Amsterdam’s UMC teaching hospital has been given a €5m donation by a lottery organisation to prepare more drugs in its own pharmacy and so produce them more cheaply and more quickly than the pharmaceuticals industry.
The plan to make more drugs is part of a wider campaign by the hospital to improve the availability of medicines for rare diseases which will focus on sharing information and carrying out research into why some drugs are so expensive.
‘We want to come up with concrete examples of the problems with expensive medicine in terms of price and availability,’ professor Carla Hollack, who is jointly leading the project, told the NRC.
‘That may lead to friction with the pharmaceuticals industry but that is not our aim,’ she said. ‘It is about identifying and solving mistakes in the system.’

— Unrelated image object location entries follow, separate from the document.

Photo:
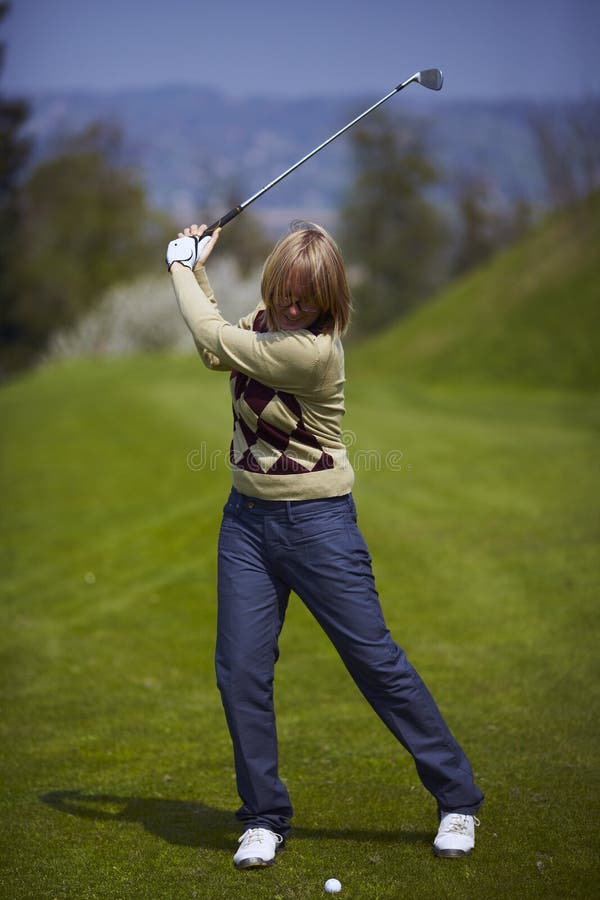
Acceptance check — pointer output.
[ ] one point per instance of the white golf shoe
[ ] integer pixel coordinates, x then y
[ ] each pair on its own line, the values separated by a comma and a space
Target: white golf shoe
258, 847
456, 835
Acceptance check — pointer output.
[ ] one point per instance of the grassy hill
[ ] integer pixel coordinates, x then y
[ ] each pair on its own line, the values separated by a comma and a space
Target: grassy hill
478, 498
530, 317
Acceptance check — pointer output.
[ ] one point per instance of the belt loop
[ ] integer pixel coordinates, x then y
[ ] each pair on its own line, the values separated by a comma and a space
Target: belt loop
237, 501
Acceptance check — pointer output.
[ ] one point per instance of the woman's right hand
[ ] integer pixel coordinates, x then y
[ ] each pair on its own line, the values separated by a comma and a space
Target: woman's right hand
205, 249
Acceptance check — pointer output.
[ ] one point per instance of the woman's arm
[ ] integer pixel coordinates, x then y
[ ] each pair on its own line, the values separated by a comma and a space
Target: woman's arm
287, 360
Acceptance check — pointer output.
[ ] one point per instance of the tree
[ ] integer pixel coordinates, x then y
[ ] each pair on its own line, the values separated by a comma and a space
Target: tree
83, 225
391, 231
484, 227
14, 155
567, 138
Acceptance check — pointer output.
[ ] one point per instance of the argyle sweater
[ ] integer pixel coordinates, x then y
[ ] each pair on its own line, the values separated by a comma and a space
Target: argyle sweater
287, 390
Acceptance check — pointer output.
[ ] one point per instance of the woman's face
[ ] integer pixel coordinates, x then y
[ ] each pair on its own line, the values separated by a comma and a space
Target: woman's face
291, 315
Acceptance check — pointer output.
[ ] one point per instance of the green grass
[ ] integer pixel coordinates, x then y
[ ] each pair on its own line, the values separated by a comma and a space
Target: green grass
531, 316
117, 778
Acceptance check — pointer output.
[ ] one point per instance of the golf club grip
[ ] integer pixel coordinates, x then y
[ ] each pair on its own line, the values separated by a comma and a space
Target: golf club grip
223, 220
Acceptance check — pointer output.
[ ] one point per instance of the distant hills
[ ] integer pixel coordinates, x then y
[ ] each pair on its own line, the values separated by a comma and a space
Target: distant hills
194, 145
529, 317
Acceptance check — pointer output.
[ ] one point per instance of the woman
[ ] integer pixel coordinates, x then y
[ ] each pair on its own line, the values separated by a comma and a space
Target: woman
290, 525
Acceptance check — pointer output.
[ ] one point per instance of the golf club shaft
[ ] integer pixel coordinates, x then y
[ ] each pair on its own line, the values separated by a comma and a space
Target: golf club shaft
238, 209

Last year the hospital was embroiled in a major row with the drugs industry when it began making its own version of a licenced drug to treat a rare metabolic disorder.

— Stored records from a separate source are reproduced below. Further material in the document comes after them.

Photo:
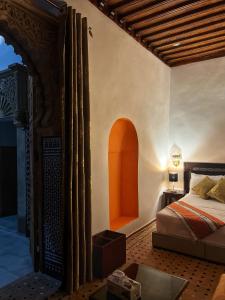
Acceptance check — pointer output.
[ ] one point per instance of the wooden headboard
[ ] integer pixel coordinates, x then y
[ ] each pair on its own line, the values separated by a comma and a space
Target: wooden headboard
201, 168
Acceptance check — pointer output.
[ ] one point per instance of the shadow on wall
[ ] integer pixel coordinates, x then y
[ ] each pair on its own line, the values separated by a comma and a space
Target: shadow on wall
211, 147
123, 174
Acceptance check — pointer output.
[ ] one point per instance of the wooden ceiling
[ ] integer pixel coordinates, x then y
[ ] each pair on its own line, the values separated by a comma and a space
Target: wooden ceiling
176, 31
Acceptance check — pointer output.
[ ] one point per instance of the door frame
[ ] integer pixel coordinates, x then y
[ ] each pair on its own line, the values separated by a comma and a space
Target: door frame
35, 28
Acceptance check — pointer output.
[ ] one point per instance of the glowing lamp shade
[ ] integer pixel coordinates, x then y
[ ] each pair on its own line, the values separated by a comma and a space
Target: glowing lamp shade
173, 177
175, 155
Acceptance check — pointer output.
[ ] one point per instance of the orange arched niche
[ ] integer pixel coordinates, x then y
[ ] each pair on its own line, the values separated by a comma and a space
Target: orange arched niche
123, 174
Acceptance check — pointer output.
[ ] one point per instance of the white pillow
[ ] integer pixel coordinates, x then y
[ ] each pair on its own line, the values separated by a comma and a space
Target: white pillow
196, 178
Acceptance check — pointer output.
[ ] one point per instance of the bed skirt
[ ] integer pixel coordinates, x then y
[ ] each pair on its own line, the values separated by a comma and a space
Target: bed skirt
198, 248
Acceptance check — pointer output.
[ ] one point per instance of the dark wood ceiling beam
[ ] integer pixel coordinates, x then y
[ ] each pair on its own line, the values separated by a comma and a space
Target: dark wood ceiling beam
176, 31
188, 35
144, 23
205, 37
201, 49
178, 26
192, 46
151, 10
197, 57
132, 6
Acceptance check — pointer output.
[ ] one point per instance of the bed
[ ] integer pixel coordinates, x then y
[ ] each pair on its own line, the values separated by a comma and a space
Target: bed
172, 234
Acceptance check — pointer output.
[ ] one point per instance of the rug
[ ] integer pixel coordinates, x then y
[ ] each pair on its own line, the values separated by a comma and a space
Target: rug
203, 276
34, 286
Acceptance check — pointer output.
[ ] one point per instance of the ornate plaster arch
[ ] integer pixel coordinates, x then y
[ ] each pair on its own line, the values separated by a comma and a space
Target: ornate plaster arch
36, 30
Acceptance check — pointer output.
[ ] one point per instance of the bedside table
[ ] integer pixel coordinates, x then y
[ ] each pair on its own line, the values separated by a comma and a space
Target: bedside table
172, 196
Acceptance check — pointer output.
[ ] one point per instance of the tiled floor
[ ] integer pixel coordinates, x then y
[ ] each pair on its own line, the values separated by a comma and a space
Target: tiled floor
15, 260
203, 276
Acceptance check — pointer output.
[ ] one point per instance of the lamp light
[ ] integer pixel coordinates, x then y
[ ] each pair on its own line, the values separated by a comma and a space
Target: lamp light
175, 155
173, 177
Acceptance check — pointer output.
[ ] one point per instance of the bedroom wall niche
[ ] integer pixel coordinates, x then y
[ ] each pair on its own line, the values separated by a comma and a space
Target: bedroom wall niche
123, 174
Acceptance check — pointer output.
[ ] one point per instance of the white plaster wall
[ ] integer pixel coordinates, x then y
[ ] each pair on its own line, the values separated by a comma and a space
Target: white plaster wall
197, 111
125, 81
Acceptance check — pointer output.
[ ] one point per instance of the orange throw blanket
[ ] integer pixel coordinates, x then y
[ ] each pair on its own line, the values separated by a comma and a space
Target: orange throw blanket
199, 223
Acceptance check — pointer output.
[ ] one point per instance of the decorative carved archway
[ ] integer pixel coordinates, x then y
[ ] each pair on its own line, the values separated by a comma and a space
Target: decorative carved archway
35, 29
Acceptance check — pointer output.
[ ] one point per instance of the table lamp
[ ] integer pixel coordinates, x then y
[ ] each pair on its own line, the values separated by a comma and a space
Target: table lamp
173, 177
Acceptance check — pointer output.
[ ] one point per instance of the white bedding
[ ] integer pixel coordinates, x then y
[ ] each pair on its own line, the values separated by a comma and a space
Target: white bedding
167, 222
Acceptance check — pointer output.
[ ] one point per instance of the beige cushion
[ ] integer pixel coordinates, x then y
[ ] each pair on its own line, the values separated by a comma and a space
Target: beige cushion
196, 178
204, 186
218, 191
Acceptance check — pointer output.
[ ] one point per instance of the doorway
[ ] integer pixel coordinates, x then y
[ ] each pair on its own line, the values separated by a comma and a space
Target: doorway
15, 254
123, 174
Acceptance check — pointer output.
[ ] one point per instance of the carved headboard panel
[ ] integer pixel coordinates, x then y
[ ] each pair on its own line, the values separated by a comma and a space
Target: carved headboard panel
201, 168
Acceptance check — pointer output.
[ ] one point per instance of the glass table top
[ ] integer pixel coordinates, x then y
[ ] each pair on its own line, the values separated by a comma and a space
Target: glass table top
155, 285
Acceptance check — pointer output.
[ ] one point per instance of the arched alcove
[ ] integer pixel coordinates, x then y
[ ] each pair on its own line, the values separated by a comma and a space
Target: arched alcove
123, 174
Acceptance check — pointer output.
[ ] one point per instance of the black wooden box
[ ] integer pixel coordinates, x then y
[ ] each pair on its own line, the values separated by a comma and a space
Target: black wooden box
109, 252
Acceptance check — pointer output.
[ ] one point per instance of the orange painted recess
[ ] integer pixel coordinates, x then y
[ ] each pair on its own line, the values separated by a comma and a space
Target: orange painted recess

The hospital began producing the drug, known as CDCA, because it was no longer covered by health insurance after manufacturer Leadiant ramped up the price by around 500%.

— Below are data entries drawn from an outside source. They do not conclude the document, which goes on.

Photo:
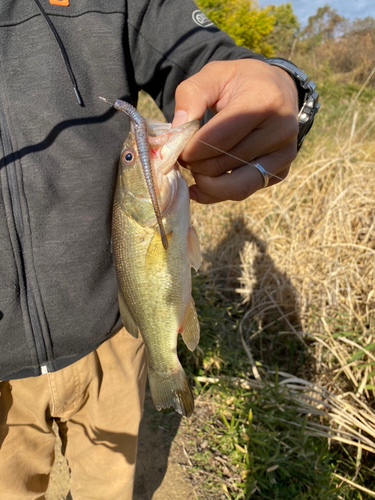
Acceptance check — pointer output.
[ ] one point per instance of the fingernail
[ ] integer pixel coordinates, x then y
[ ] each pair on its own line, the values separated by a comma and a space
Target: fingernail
180, 117
193, 194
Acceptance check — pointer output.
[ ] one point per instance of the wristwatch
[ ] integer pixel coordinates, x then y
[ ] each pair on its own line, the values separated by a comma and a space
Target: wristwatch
307, 95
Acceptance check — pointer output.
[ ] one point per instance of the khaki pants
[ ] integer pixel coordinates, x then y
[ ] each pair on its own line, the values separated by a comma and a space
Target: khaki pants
97, 403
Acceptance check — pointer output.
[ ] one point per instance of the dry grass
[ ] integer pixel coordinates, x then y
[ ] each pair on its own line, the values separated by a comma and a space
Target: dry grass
299, 259
301, 256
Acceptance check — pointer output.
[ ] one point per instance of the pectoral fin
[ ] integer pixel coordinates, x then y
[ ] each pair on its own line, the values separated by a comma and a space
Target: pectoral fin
127, 317
194, 249
190, 329
156, 257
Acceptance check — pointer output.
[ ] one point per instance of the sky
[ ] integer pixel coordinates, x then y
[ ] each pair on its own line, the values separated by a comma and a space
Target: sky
350, 9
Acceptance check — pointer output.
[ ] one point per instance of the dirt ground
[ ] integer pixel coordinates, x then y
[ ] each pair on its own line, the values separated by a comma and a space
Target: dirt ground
160, 462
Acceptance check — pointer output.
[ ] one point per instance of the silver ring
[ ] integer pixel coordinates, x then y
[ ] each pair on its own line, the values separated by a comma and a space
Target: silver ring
265, 175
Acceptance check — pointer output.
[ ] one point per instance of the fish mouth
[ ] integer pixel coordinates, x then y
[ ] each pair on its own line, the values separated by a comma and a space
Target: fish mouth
169, 142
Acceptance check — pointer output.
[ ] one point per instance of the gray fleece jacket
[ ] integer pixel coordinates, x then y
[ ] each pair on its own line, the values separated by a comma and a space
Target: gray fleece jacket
58, 290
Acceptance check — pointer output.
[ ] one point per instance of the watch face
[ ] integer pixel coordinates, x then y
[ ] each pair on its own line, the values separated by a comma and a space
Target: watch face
307, 95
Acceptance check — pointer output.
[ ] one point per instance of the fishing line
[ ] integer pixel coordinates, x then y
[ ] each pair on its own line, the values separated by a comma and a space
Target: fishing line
239, 159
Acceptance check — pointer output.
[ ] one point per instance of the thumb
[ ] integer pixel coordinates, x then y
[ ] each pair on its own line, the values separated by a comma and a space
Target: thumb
197, 94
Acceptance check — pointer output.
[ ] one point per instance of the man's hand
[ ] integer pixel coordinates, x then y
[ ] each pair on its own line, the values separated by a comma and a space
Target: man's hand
256, 109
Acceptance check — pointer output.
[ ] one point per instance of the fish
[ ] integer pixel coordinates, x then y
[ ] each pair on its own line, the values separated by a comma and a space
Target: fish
154, 250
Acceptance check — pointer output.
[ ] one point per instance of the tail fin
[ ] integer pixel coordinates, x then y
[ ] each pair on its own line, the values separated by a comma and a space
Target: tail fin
171, 389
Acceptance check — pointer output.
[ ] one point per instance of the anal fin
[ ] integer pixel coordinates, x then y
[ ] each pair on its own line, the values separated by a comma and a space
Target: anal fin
194, 250
127, 317
190, 329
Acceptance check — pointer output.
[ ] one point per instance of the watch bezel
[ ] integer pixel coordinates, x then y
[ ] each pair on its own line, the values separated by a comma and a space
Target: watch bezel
308, 96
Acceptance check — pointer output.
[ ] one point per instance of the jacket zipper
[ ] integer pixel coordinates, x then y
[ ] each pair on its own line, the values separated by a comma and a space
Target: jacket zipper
14, 209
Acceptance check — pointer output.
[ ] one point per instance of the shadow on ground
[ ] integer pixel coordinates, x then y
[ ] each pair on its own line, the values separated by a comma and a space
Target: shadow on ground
156, 434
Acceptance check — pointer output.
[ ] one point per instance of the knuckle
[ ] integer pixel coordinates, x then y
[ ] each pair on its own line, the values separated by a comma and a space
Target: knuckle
213, 167
242, 191
289, 155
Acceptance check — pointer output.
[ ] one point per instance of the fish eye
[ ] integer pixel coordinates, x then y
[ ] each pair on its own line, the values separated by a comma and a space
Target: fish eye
127, 157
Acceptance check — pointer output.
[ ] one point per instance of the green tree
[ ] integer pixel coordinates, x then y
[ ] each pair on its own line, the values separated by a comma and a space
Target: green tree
244, 21
325, 25
285, 31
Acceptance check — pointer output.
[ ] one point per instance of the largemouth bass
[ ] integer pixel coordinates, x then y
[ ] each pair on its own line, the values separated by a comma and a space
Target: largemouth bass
153, 270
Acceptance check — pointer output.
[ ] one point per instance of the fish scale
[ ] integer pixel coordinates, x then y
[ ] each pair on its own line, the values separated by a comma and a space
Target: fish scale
155, 282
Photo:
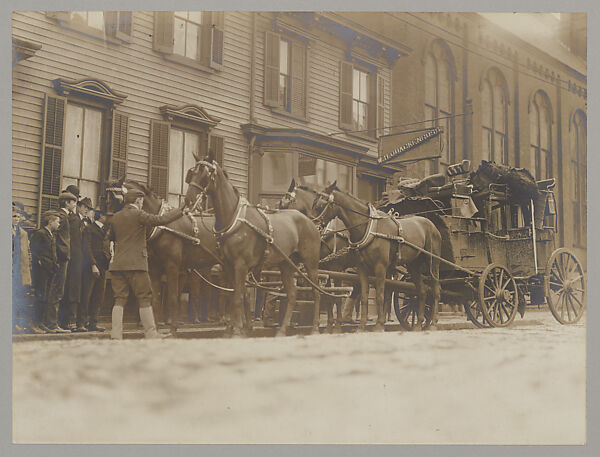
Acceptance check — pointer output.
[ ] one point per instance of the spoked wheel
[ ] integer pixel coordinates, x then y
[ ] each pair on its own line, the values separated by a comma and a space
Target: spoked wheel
475, 315
564, 286
407, 309
498, 296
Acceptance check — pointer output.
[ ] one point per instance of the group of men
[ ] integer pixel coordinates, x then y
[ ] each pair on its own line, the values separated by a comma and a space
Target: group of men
69, 260
65, 264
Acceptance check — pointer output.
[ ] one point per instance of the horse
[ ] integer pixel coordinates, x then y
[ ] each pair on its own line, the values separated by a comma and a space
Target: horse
335, 254
382, 243
186, 243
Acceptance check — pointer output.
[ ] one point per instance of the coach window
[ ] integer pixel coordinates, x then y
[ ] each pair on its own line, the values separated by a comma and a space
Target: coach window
84, 141
494, 109
540, 134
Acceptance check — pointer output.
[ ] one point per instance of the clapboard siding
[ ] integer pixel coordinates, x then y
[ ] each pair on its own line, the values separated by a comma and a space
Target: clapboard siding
137, 71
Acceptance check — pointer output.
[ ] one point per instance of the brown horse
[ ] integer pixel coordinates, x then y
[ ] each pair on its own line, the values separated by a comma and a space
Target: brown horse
250, 239
335, 254
375, 236
168, 252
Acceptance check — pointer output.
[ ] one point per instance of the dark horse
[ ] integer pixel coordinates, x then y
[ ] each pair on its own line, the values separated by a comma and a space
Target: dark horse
335, 254
170, 253
249, 238
374, 235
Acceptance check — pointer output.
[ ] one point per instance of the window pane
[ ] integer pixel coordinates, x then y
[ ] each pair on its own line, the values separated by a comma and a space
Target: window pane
89, 189
430, 81
73, 141
486, 105
91, 144
191, 41
195, 16
276, 171
175, 161
283, 57
191, 146
96, 20
179, 37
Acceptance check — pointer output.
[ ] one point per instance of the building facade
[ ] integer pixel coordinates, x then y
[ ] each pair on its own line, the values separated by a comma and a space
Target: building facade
281, 95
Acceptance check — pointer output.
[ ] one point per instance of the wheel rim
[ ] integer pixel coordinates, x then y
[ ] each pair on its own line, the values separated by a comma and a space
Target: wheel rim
565, 287
498, 296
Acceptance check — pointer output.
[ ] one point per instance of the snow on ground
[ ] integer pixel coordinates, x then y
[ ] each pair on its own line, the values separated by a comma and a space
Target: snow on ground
521, 385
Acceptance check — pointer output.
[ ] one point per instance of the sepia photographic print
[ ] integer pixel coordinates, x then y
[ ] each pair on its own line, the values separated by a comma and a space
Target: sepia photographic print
298, 227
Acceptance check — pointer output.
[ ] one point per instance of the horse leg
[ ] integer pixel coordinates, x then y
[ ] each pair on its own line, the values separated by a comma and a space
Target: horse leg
173, 302
240, 271
417, 277
287, 278
380, 271
363, 275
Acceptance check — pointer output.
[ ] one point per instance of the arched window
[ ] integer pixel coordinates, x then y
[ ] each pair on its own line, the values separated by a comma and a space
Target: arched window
540, 134
578, 138
439, 99
494, 122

Last week, foreign pharmaceuticals companies in the Netherlands said they are ‘concerned’ that the government is undermining the business climate by trying to force down the price of drugs.
The companies, including MSD, Gilead and Johnson & Johnson unit Janssen, are all members of Amcham, the American chamber of commerce in the Netherlands, which wrote to health minister Bruno Bruins calling for a rethink.
In January, Bruins reacted angrily to a decision by Swiss pharmaceuticals giant Novartis to put up the price of a drug to treat a rare form of cancer five fold, describing it as ‘outrageous‘.
The Dutch healthcare institute Zorginstituut Nederland has also said insurers should stop paying for expensive drugs if pharmaceutical companies continue to refuse to say how they arrive at the price.